Ultra cold atoms to understand confinement-deconfinement of quarks
An international team of researchers reports in Physical Review X Quantum on a novel approach that uses ultra-cold atoms as quantum simulators to understand the behavior of quarks in very extreme conditions.
According to the Standard Model of particle physics, quarks are confined into groups forming more complex objects, such as protons and neutrons. Immediately after the Big Bang occurred, the universe was at extremely high temperatures and filled with a hot and very dense matter known as baryonic matter. Right before it eventually cooled down and quarks became confined forming these atomic elements we know and have heard about frequently, these quarks were deconfined and independent, forming a so-called quark-gluon plasma. Such matter is still being created in the present universe in the final stage of stellar objects, such as in gamma-ray bursts or Type-II supernovae (core-collapse) or still can be found permanently in the core of neutron stars. A quark-gluon plasma is approximately 100,000 times hotter than the center of the sun.
Now, studies have been conducted to understand the nature of this confinement-deconfinement phase transition, but it is still an open problem to be solved in high-energy physics, stemming from the complexity of solving the corresponding non-Abelian gauge theories describing such nonperturbative processes using standard analytical or numerical techniques.
Thus, quantum simulators are proving to being capable in approaching this and related questions and search for a proper solution in a more efficient way. In a recent study published in Physical Review X Quantum, ICFO researchers Daniel González-Cuadra, Alexandre Dauphin, led by ICREA Prof. at ICFO Maciej Lewenstein, in collaboration with M. Aidelsburger from Ludwig-Maximilians-Universität and A. Bermudez, from the Universidad Complutense de Madrid, report on a novel approach that could solve simplified cases of this issue, by using cold-atomic systems.

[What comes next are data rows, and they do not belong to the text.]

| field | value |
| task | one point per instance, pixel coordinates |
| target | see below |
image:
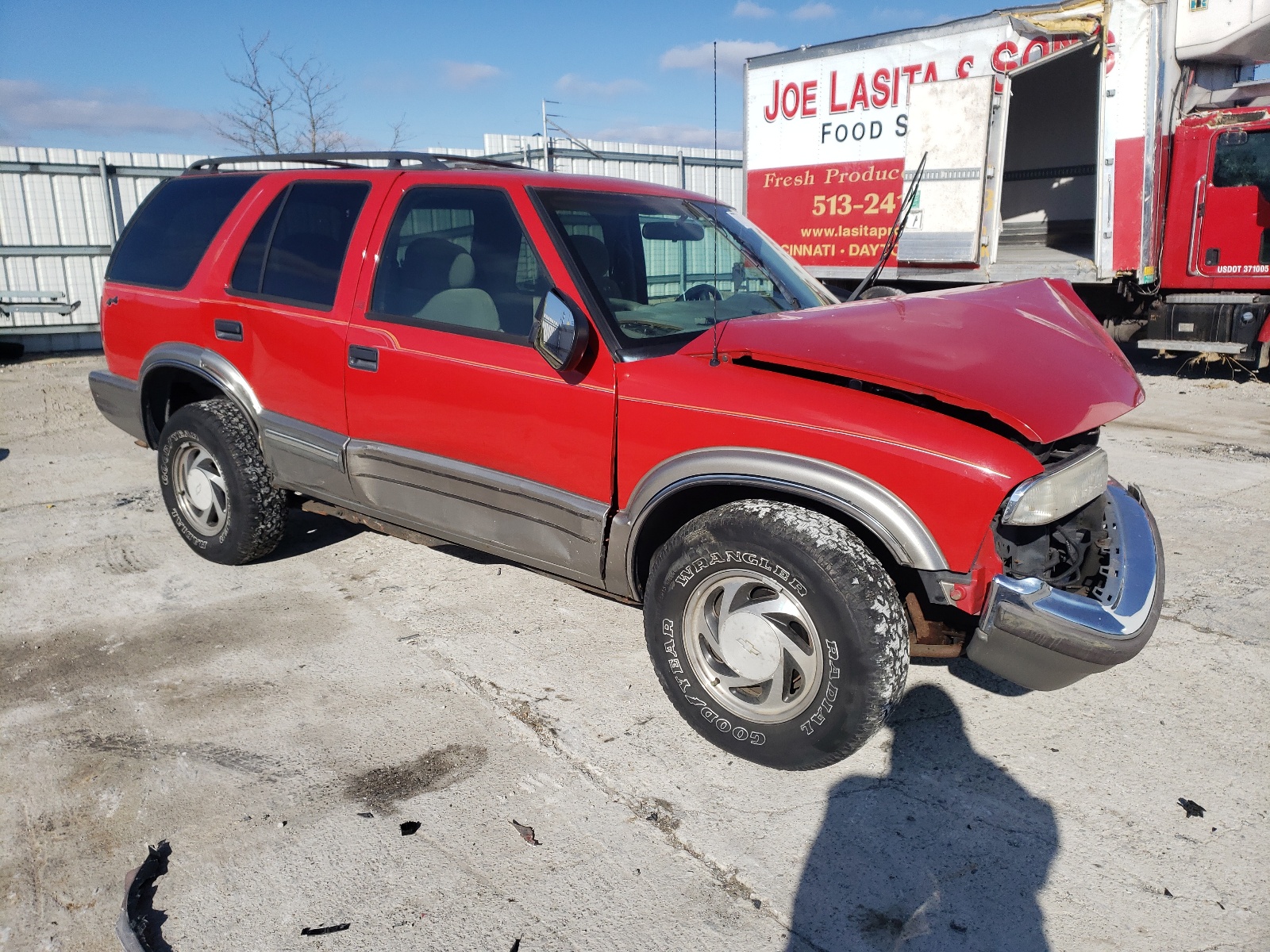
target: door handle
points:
(229, 330)
(364, 359)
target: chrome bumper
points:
(1045, 639)
(120, 401)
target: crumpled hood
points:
(1029, 353)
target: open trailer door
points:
(949, 122)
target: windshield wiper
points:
(897, 228)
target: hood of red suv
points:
(1028, 353)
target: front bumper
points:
(1045, 639)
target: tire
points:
(776, 634)
(216, 486)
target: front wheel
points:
(776, 634)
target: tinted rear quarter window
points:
(171, 232)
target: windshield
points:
(670, 267)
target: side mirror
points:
(559, 334)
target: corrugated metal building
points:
(61, 211)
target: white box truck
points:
(1123, 145)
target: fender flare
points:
(210, 366)
(856, 497)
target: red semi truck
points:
(1122, 145)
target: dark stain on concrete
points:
(384, 787)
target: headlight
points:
(1062, 490)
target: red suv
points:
(632, 387)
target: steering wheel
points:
(702, 292)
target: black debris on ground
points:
(1191, 806)
(323, 930)
(527, 835)
(139, 914)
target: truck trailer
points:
(1123, 145)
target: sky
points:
(148, 76)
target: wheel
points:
(776, 634)
(216, 486)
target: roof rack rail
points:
(346, 160)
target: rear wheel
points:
(776, 634)
(216, 486)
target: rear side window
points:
(459, 259)
(171, 232)
(296, 251)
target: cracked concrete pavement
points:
(253, 715)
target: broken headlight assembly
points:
(1058, 492)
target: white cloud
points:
(732, 56)
(465, 75)
(670, 135)
(27, 106)
(573, 84)
(813, 12)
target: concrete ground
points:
(277, 724)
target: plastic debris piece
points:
(323, 930)
(1191, 806)
(527, 835)
(139, 927)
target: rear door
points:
(285, 308)
(459, 425)
(949, 124)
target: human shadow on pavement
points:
(945, 852)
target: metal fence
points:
(61, 211)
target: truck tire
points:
(216, 486)
(776, 634)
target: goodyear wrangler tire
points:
(216, 486)
(776, 634)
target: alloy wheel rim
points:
(753, 647)
(200, 486)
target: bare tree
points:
(315, 93)
(296, 111)
(400, 133)
(258, 120)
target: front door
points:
(459, 427)
(1235, 228)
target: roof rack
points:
(346, 160)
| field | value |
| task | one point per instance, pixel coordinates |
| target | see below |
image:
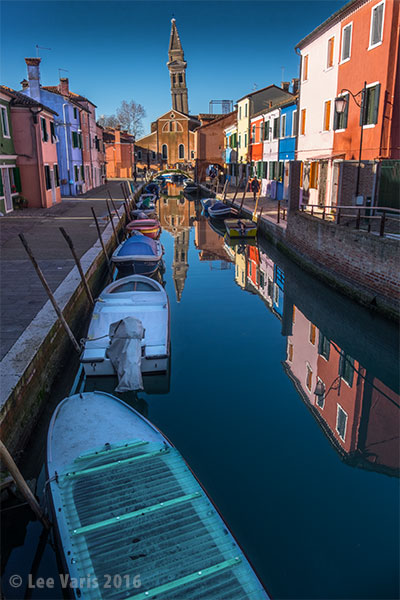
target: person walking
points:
(255, 187)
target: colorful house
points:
(10, 185)
(68, 128)
(35, 144)
(119, 152)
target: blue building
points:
(67, 126)
(287, 144)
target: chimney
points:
(33, 77)
(63, 86)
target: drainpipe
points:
(66, 146)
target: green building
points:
(10, 183)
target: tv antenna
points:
(42, 48)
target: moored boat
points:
(143, 299)
(149, 227)
(219, 210)
(139, 254)
(128, 509)
(241, 228)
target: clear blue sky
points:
(117, 51)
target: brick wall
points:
(367, 263)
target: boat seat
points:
(93, 355)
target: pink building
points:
(35, 144)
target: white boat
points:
(131, 519)
(137, 297)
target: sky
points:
(113, 51)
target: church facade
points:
(172, 140)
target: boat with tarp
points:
(128, 510)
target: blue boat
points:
(128, 510)
(138, 255)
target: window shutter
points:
(376, 100)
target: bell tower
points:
(177, 70)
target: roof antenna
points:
(42, 48)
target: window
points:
(324, 346)
(340, 119)
(376, 34)
(346, 368)
(327, 115)
(294, 123)
(329, 58)
(4, 122)
(303, 122)
(341, 422)
(43, 123)
(309, 378)
(53, 132)
(305, 67)
(346, 42)
(320, 399)
(56, 176)
(313, 333)
(47, 176)
(283, 126)
(314, 175)
(275, 133)
(369, 115)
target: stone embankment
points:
(29, 367)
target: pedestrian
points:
(255, 187)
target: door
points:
(53, 187)
(5, 176)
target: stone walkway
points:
(22, 294)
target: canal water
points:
(308, 483)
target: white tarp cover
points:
(125, 353)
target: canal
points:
(307, 482)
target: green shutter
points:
(17, 179)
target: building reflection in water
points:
(357, 411)
(176, 215)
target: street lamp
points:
(340, 107)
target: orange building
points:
(120, 152)
(369, 52)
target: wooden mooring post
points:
(50, 293)
(101, 241)
(78, 264)
(9, 464)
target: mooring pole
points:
(101, 241)
(50, 293)
(112, 222)
(78, 264)
(21, 484)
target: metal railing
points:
(382, 220)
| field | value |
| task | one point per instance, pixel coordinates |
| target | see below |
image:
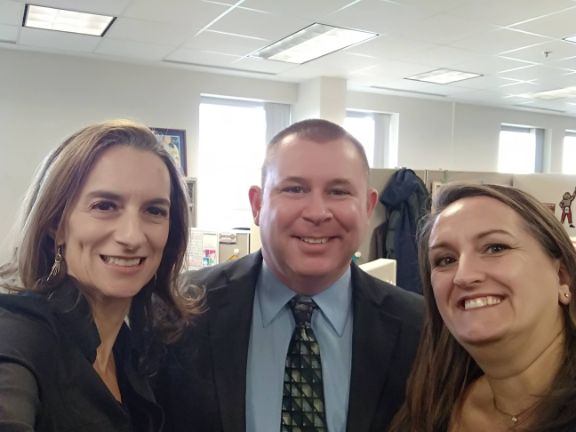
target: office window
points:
(569, 153)
(374, 131)
(233, 137)
(520, 149)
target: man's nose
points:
(317, 209)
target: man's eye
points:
(339, 192)
(103, 206)
(293, 189)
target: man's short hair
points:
(316, 130)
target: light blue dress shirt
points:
(272, 327)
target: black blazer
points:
(202, 386)
(56, 341)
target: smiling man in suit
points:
(296, 337)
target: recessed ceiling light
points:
(566, 92)
(443, 76)
(312, 42)
(66, 20)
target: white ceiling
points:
(516, 44)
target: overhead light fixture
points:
(66, 20)
(312, 42)
(566, 92)
(443, 76)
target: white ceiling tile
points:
(558, 25)
(195, 14)
(391, 71)
(443, 56)
(8, 33)
(508, 12)
(497, 41)
(391, 48)
(187, 55)
(136, 50)
(58, 41)
(104, 7)
(214, 41)
(443, 29)
(305, 9)
(261, 65)
(488, 65)
(415, 36)
(544, 53)
(148, 31)
(11, 12)
(434, 6)
(259, 24)
(379, 16)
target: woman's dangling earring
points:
(57, 266)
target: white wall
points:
(44, 98)
(456, 136)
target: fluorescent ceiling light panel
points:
(312, 42)
(566, 92)
(443, 76)
(67, 21)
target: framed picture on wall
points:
(175, 142)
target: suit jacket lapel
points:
(374, 337)
(229, 335)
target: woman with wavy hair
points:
(498, 350)
(93, 293)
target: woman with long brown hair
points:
(498, 350)
(93, 285)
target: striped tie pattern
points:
(303, 398)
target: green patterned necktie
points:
(303, 399)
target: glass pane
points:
(516, 152)
(362, 128)
(231, 151)
(569, 155)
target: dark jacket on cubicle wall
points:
(406, 200)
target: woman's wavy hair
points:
(161, 307)
(443, 369)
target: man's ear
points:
(255, 195)
(372, 200)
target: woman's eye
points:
(103, 206)
(496, 248)
(158, 211)
(443, 261)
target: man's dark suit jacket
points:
(202, 386)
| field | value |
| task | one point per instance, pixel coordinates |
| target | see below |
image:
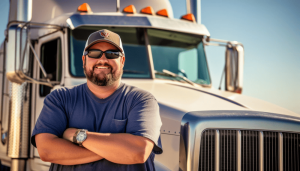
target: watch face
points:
(81, 136)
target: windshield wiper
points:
(169, 73)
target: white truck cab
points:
(203, 128)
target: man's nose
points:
(102, 58)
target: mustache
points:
(102, 65)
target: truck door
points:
(49, 49)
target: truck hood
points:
(176, 99)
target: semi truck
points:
(204, 129)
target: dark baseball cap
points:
(104, 36)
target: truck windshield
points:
(136, 61)
(179, 53)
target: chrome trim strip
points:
(261, 151)
(149, 52)
(280, 151)
(239, 150)
(217, 150)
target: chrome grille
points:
(291, 152)
(207, 156)
(247, 150)
(227, 150)
(271, 155)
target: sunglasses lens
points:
(112, 54)
(94, 54)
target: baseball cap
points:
(104, 36)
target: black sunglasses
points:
(96, 53)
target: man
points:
(103, 124)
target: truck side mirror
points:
(234, 68)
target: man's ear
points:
(83, 59)
(122, 60)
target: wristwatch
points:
(80, 136)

In particular, they show how a Bose-Fermi atomic mixture in an optical lattice can be described at low energies by a quantum field theory that, although much simpler, shares many qualitative features with quantum chromodynamics, the sector of the Standard Model describing quarks. They are able to find a confinement-deconfinement transition between fractionally charged quasiparticles, and show how it could be investigated using state-of-the-art experimental resources. Other similarities with quark physics include dynamical mass generation and chiral symmetry restoration. Despite the microscopic differences, such a near-term simulator can help to understand universal features about confinement that could foster further progress in particle physics.
This results obtained in this study suggest alternative paths to study high-energy phenomena where, instead of simulating the full problem at hand, the flexibility of these ultra-cold atomic systems is employed to design simplified models that can provide information about the problem at large.